A full game comprises four ‘snurds’, each snurd being one team taking a turn at girting. The jobanowl adds interest and difficulty to the game by randomly switching the direction of rotation, and will levy drinking penalties on any player found not taking the game seriously enough.
Points are awarded as follows:
· +3: a ‘wanton’- a direct hit on a girter’s head
· +2: a ‘morther’ or ‘marther’- a body hit
· +1: a ‘ripple’ or ‘ripper’- a leg hit
· -1 per sober person at the end of the game
At the end of the game, the team with the most number of points wins, and will be awarded a ceremonial pewter gazunder.”
All good country fun, especially when the subsequent health care is fully covered by NHS.
Good evening Janus.
Oh, you crazy Southern British and your quaint customs!
LW, a good evening to you as well.

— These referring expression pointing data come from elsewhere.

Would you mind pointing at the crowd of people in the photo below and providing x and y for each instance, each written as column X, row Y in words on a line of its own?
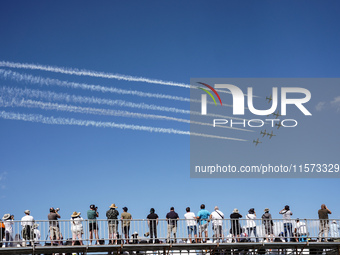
column 197, row 226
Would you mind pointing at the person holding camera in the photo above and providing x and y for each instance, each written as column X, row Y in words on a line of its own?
column 53, row 217
column 112, row 217
column 92, row 215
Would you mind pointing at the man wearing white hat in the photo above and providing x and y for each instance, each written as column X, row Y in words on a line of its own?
column 112, row 217
column 27, row 227
column 8, row 229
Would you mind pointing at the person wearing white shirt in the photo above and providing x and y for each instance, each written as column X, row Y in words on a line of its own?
column 217, row 221
column 251, row 225
column 191, row 224
column 27, row 227
column 8, row 221
column 76, row 227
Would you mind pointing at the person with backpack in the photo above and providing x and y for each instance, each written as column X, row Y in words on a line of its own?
column 217, row 222
column 112, row 217
column 268, row 225
column 287, row 224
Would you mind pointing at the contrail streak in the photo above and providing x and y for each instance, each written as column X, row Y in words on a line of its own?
column 52, row 96
column 7, row 74
column 89, row 110
column 83, row 72
column 66, row 121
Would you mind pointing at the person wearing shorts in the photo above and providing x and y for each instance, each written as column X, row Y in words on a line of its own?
column 92, row 215
column 54, row 224
column 191, row 224
column 203, row 216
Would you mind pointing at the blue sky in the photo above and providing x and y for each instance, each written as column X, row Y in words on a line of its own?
column 72, row 167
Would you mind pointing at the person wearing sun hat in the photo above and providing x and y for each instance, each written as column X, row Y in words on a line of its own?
column 27, row 227
column 92, row 215
column 268, row 224
column 8, row 229
column 76, row 227
column 112, row 217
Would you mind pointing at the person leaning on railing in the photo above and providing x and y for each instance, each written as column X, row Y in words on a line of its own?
column 27, row 227
column 76, row 227
column 53, row 217
column 323, row 216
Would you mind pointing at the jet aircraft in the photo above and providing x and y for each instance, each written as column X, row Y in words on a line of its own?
column 256, row 142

I have to say that my increasingly undependable memory assured me that dwyle-flonking was an invention of the late and inspired Michael Bentine and ‘It’s a Square World’.. A lot of d-f related googling does mention him but I’m not convinced and am now reasonably certain in the remnants of what’s left of my mind that I’m actually recalling the game of ‘Drats’ and the dreaded nurdle.
http://monologues.co.uk/Sketches/Drats.htm
Moving on, and back, to English Folk dancing, I once had the privilege of buying Bill Tidy a pint in the bar of the Edinburgh University Union. ‘The Cloggies’ were different class, in my opinion.

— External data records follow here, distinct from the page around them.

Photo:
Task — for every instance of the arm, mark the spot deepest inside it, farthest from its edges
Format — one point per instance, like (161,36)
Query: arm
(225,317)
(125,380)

http://en.wikipedia.org/wiki/The_Cloggies
Ah well, LW! In rural Warwickshire the sticks were not restricted in their use!
Ditto Kent: http://www.youtube.com/watch?v=jnVa6gMjYDY
Thanks for the history though. Fascinating. JM, I strongly resent being termed Southern British but quite understand your choice of epithet!

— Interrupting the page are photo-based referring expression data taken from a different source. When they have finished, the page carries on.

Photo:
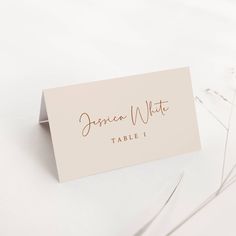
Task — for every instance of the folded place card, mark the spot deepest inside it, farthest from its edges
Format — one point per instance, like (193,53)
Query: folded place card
(109,124)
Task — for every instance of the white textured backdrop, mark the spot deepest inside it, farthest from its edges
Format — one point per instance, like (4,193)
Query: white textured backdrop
(51,43)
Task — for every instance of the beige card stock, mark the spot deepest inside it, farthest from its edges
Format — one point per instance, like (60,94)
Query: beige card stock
(109,124)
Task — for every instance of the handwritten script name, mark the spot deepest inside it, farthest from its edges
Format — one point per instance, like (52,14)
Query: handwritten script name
(137,113)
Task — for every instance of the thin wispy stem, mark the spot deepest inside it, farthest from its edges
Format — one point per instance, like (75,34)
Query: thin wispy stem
(225,183)
(143,229)
(227,136)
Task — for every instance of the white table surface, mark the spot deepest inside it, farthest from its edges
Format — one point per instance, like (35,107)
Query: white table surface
(51,43)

Oh bugger! I’ve told you Carmarthen is behind the times. People still use the expression to put on your dancing boots. No exquisite glace slippers but full on tackety boots with heavy/cleated soles minus the cow shit, basically to kick the opposition! (And I don’t mean the girls!)
I have never seen the nicety of dwle flonking, the rag has been dispensed with, just the beer and the glass will do.
I have never been to a country dance yet that didn’t end up descending into a brawl, its considered part of the entertainment. The hunt balls aren’t much better, but they tend to go outside which spoils it as a spectator sport. I suspect the local men’s clothiers do a very good line in replacement dinner jackets as they appear to get wrecked with monotonous regularity.
Are you sure dwyle flonking isn’t a more active version of Mornington Crescent?
Good for you Janus, its a rough job, but someone has to do it!
CO, good evening.
‘Tackety boots?’ Glad to see that your sojourn on the right side of the Wall, even if it was only in Aberdeen, has left you with some remembrance of Jockish,
JM, what do you mean “even if it was only in Aberdeen”? I can go off people very quickly!
Btw, small child to right of pic says: “Why are those men doing that, Mum?” She may well ask.